Sony says it has no plans to provide backwards compatibility to the PlayStation 4

Sony says they have no plans to provide backwards compatibility to the PS4

Sony and Microsoft have been relentless over this generation of gaming consoles. The PS4 took a wide lead at the beginning of the race in 2013 when Microsoft announced a range of very unpopular features of the Xbox One such as lots of media capabilities, always connected and digital games which couldn't be resold or given to friends. Over the course of two years Microsoft has managed to become very competitive with the PS4 and has been laser focused on games and gamers.
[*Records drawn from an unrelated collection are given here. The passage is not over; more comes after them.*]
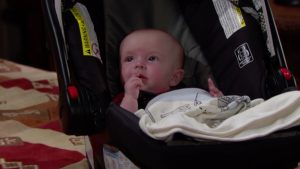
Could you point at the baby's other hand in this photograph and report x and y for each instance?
(213, 90)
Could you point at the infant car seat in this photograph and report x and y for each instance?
(84, 36)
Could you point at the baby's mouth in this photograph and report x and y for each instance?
(142, 76)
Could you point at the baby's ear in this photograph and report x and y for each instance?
(177, 77)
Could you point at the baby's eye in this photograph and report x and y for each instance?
(152, 58)
(128, 59)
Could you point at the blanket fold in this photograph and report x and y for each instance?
(194, 113)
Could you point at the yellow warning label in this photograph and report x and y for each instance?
(240, 16)
(84, 34)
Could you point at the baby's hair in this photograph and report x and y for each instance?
(172, 38)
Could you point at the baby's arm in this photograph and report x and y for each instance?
(213, 90)
(132, 89)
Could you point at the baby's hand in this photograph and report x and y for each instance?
(213, 90)
(132, 87)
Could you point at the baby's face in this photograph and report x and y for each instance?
(149, 57)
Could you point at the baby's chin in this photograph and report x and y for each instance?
(154, 90)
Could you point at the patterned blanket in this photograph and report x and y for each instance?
(30, 132)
At E3 earlier this week Microsoft dropped a huge surprise which was the Xbox One will be able to run Xbox 360 games. Developers would only need to allow this functionality and the rest would work seamlessly. Details have been trickling out concerning exactly how this feat was achieved and what games will be supported, but the fact this can be done at all remains an amazing accomplishment of the Xbox engineering team. Even Sony executives were shocked to hear of the backwards compatibility because they were well aware of how technically difficult it must have been to build this feature.

The root of the problem lies in the type of processors used to run last generation games (360 and PS3). These consoles were built with SPUs which are uniquely designed chipsets to run games fast and only games and apps designed especially for those chips. Running those games on current generation consoles would require a special program which can sit between the chipset and the old games to translate between the two, called an emulator.

Sony says they have no plans to provide backwards compatibility to the PS4

While Microsoft has been developing emulation software for years in the form of Hyper-V which virtualizes operating systems on Windows. Since the Xbox One runs Windows at its core Microsoft built upon its virtualization expertise and created an emulator for the Xbox One to run 360 games. The primary goal of doing this comes down to performance because gaming demands high response and low lag, and it would initially seem Microsoft has done an amazing job of creating a 360 emulator to recreate 360 games without suffering performance losses.

In an interview with Eurogamer Sony executive Shuhei Yoshida said, "It was surprising," and "I didn't think it was possible. There must be lots of engineering effort. They talked about 100 games, but what kind of games will be included? Is it smaller games or big games? We don't know." When asked if the PS4 will gain backwards compatibility Yoshida said:

"It's going to be super challenging to do so. I never say never, but we have no plans."

What does this mean for gamers who are still on the fence about buying either an Xbox One or a PS4? Essentially the Xbox One has been delivering amazing features consistently month after month to Xbox users. Additionally Microsoft has been investing in big features which can only be achieved via massive technically prowess which Microsoft can provide. Any Xbox 360 owners who upgraded to a PS4 may be significantly more interested in getting an Xbox One now that they will be able to play their old games without needing to switch back and forth between their old and new consoles. Also the great new features on the Xbox One such as Game DVR, screenshots, game streaming, and more are possible with the Xbox 360 games.

To be completely fair Sony does have the PlayStation Now service which enables PS4 users to stream old titles to their new consoles however the service is not free and requires either a subscription or gamers must re-buy their old games. Ironically the two consoles have switched places when it comes to the different services and capabilities they provide. The Xbox One enables gamers to play their old games they already own, and the PS4 requires an internet connection and a fee for gamers to access the old games they already own. This stands as a great example of how competition can lead to great choice and value for the customer.